Mr. Everett half rose again from his couch and leaned toward Mildred as if to speak, but the words died on his lips, and he sank back exhausted and lay motionless.
Aunt Madison softly left the room, but soon returned, and kneeling by Mildred’s side they whispered together. What was said I never knew, but I was certain that Mildred’s thought was for Ralph’s inheritance.
An hour later, another physician, who had been telegraphed for the previous day, arrived. He stepped softly into the room, and for a long time gazed intently at Mildred as she lay asleep, and then he slipped out, and I heard faint murmurings of voices in the room below as the two physicians held a consultation.

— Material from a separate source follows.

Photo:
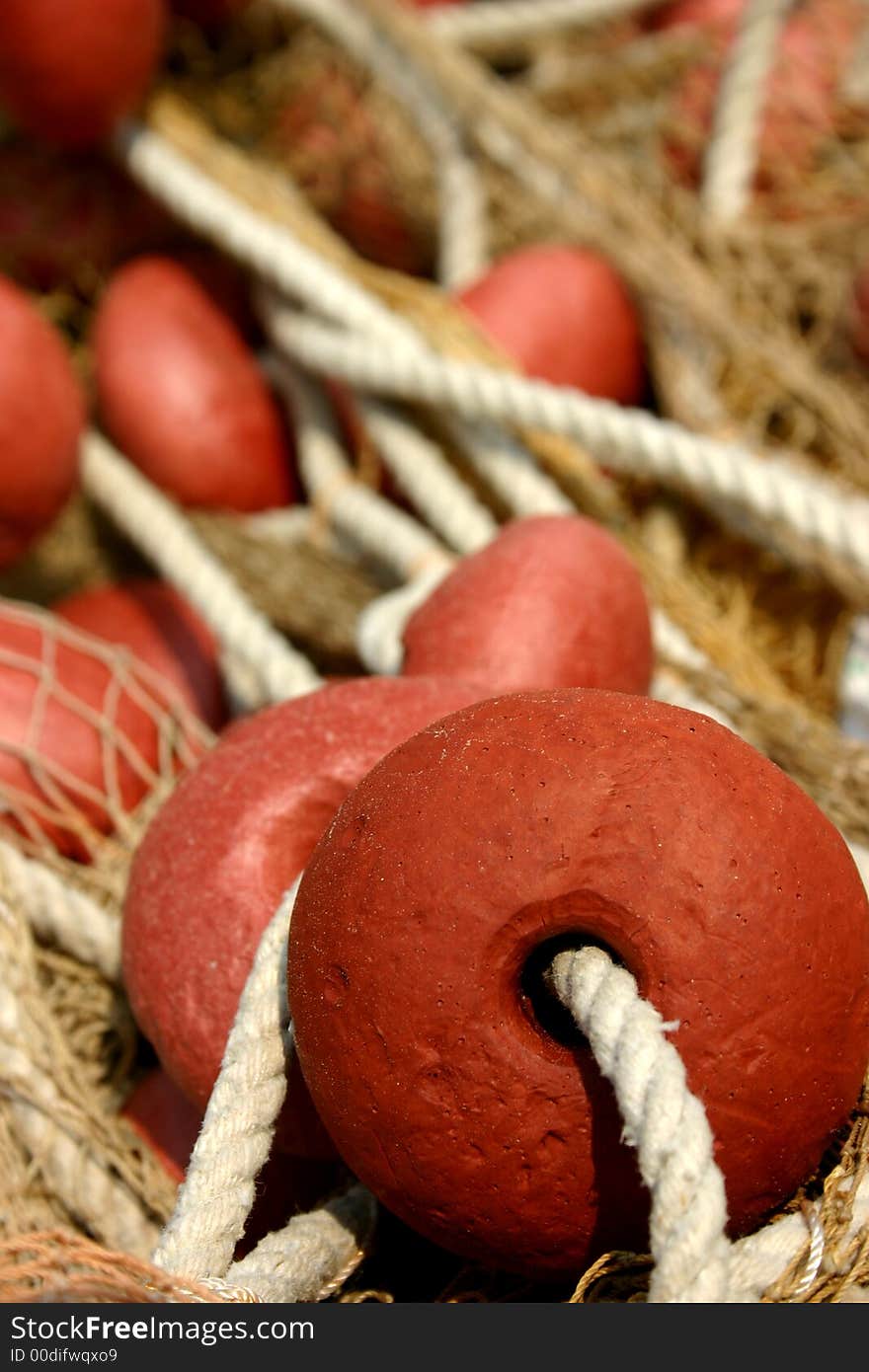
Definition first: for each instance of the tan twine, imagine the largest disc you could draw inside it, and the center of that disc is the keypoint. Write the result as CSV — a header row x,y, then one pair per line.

“Oh, Mildred, my more than sister,” I inwardly groaned; “must I lie here helpless and see your precious life going from us? Were you snatched from the jaws of death but to fall back again a helpless victim? If this must be, oh that we had died together before rescue came!”
I had given my whole heart to this girl. I had loved her with a love which made all other friendships of my life seem as nothing. In loving her I felt that I had first learned what love meant, and my little, petty life had been made deeper, broader, and full of hitherto undreamed-of possibilities.
The hours wore away, the hours of Mildred’s wedding-day. “Send Jim for Mr. Lightfoot,” Mr. Everett had said to Will. “He will know where to find him. He is the only regular clergyman within fifty miles.”
He had been sent for post-haste, and that evening, just as the sun was sinking in the west and lighting up in gorgeous splendor the little attic where we lay, a tall, gray-haired man in a rusty, black frock-coat, and with prayer-book in hand, climbed softly up the creaking stairs and paused in the doorway, glancing in a tender, fatherly way at the two pale faces which looked up to greet his coming.